Performance marketing is improving, but it isn’t nearly as mature as it is on the web. It’s fairly standard now for the largest mobile game developers to spend a few million dollars per month on marketing between 30 to 40 different channels — all of which are rigorously data tested for lifetime value (LTV) of the various users they send a developer’s way.

Everyone else that hasn’t figured out a revenue model and therefore can’t pay to acquire users is basically competing for visibility against the budgets of game developers and big e-commerce apps like Groupon. You either pay for growth, or if you’re pre-revenue, you hope to be that one app a year (out of several hundred thousand) that breaks out like a Snapchat (2011) or an Instagram (2010) or a Foursquare (2009).

The odds are always going to tough for entrepreneurs, but they’re particularly terrible for pre-revenue consumer mobile apps. That’s why VCs like Fred Wilson have cooled or readjusted their thinking on “mobile first” companies and why a host of seed-funded, pre-revenue mobile apps are hitting a wall right now.

3. The big web-based social networking products are actually doing OK at transitioning to mobile.

Fine, so monetization isn’t there yet. But if you look at the social networking category, it’s dominated by companies like Facebook, Twitter, Pinterest, LinkedIn and Skype in terms of both downloads and active usage.

Facebook said in its last earnings call that it had more daily active users on mobile than on the web last quarter. In fact, Facebook’s mobile users are more engaged than web-only ones, not less. As someone said to me at dinner last night, “Facebook doesn’t have an engagement and retention problem. But everyone else has a Facebook problem.”
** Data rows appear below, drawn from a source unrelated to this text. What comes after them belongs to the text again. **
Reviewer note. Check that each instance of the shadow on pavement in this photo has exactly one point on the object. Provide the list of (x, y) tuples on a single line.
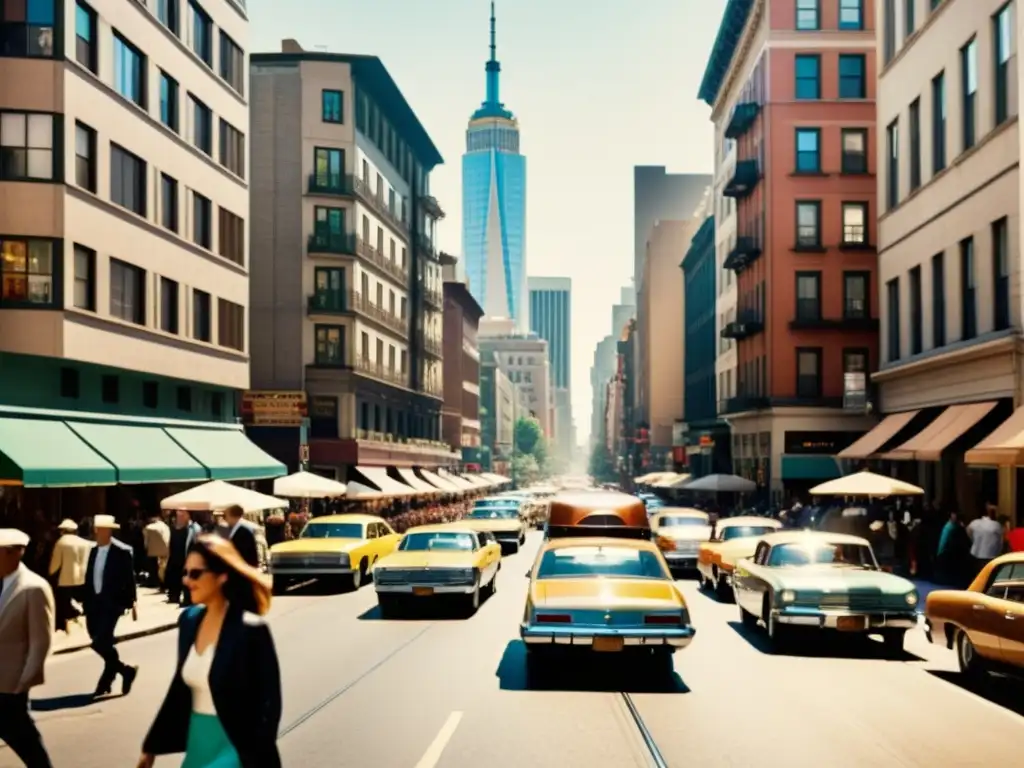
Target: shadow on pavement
[(609, 674), (1001, 691), (823, 645)]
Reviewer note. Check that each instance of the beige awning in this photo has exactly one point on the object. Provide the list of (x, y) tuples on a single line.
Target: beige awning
[(884, 431), (1004, 448), (929, 443)]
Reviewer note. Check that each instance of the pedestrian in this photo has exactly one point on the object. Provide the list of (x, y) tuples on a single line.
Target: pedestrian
[(68, 565), (228, 719), (182, 536), (109, 593), (240, 532), (27, 612)]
I hear about a similar dynamic among Chinese entrepreneurs as well. The high-growth, social networking and communication apps out of Asia are coming from publicly-traded incumbents like Tencent with WeChat, Sina with Sina Weibo and NHN with Line. Not startups.
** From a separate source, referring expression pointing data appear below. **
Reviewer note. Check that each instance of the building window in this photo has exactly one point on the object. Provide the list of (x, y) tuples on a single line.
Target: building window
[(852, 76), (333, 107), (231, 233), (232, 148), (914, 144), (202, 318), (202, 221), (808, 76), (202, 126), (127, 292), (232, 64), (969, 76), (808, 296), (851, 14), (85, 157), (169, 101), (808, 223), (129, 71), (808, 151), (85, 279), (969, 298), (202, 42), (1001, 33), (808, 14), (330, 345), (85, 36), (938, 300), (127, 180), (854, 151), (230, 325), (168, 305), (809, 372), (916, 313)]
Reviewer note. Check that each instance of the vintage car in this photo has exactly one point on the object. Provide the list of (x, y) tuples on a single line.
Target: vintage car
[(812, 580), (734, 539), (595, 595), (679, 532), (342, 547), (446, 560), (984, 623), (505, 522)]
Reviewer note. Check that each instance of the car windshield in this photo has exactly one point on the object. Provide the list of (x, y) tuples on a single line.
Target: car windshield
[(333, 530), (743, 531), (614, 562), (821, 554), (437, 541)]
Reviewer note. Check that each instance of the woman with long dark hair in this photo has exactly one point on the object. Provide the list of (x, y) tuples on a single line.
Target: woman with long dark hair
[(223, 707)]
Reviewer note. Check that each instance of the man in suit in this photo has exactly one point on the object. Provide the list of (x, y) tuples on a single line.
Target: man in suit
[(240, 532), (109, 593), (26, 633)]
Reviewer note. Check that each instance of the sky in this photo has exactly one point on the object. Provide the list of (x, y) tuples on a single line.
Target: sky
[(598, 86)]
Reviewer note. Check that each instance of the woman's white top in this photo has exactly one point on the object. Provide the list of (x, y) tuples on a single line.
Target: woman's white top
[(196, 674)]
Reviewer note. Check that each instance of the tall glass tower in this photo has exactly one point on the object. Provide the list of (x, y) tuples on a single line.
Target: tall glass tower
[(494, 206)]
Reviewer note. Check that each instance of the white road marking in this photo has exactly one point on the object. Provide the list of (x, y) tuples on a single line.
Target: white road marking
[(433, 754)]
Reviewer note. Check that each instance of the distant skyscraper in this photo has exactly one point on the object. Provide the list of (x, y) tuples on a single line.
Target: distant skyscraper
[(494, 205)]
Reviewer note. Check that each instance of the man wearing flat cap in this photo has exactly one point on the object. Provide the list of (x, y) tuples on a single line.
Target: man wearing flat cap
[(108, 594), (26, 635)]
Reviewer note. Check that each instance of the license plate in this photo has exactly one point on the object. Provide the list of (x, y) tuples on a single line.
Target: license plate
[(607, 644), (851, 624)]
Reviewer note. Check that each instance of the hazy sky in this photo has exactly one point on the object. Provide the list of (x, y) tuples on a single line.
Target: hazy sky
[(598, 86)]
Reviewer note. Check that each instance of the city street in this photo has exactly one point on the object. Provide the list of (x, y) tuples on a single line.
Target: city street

4. Consumer isn’t dead. It’s just different now.

It’s become common to say that the heat has shifted toward enterprise and away from consumer, after mixed performances from Facebook, Groupon and Zynga on the public markets.
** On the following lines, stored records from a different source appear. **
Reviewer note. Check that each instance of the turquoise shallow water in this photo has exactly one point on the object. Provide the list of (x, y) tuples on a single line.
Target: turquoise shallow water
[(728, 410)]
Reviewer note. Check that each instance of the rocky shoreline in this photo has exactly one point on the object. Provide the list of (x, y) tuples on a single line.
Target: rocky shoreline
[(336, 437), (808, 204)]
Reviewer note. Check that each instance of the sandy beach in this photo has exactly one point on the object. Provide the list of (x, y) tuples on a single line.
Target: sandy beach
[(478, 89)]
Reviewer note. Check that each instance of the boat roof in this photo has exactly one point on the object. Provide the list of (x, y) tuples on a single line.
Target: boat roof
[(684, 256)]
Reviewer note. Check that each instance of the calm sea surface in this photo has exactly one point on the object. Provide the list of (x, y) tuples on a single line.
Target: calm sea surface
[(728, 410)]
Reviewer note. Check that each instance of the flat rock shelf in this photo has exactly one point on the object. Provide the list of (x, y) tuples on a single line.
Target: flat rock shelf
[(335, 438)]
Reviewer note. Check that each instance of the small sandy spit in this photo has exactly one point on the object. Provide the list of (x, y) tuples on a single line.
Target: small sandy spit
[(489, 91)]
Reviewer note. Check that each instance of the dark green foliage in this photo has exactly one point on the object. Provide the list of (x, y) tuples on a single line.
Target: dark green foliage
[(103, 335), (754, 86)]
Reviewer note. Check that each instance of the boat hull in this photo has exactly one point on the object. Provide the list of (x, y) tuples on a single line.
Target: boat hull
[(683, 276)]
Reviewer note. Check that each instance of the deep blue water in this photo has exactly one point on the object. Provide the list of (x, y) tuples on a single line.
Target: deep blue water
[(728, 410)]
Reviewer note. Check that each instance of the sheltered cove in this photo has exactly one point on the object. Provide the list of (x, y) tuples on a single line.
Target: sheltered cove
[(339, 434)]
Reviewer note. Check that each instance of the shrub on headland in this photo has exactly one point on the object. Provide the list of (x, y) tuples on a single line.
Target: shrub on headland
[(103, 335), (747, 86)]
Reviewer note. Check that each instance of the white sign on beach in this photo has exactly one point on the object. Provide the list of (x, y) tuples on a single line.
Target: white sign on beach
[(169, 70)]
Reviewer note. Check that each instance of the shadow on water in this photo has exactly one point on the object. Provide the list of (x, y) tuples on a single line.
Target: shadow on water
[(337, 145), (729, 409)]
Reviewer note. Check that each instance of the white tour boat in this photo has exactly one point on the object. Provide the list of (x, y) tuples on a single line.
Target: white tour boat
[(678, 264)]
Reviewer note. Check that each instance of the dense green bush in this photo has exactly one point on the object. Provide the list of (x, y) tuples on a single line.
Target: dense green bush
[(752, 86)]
But the reality is a bit more complex. From Facebook’s beginnings up until the IPO last year, the most hyped consumer startups like Twitter, Pinterest and Tumblr a) tapped into people’s vanity or need for self-expression and b) leaned toward advertising.

The apps that I’ve stuck to in the last year like Zimride’s Lyft, Uber, etc. a) actually rely on users paying for goods or services (not advertising!) b) match supply and demand in two-sided markets in real-time and c) can pay for growth once they nail their lifetime value.

The key with these models is highly controlled growth. Startups like Lyft and Sidecar are limited by the number of quality drivers they can hire. Exec is only expanding to cities out of SF now that the company feels confident that it can maintain the user experience while scaling the supply-side remotely. These companies grow carefully, city by city and country by country.

Not by betting the farm on one big splashy SXSW launch.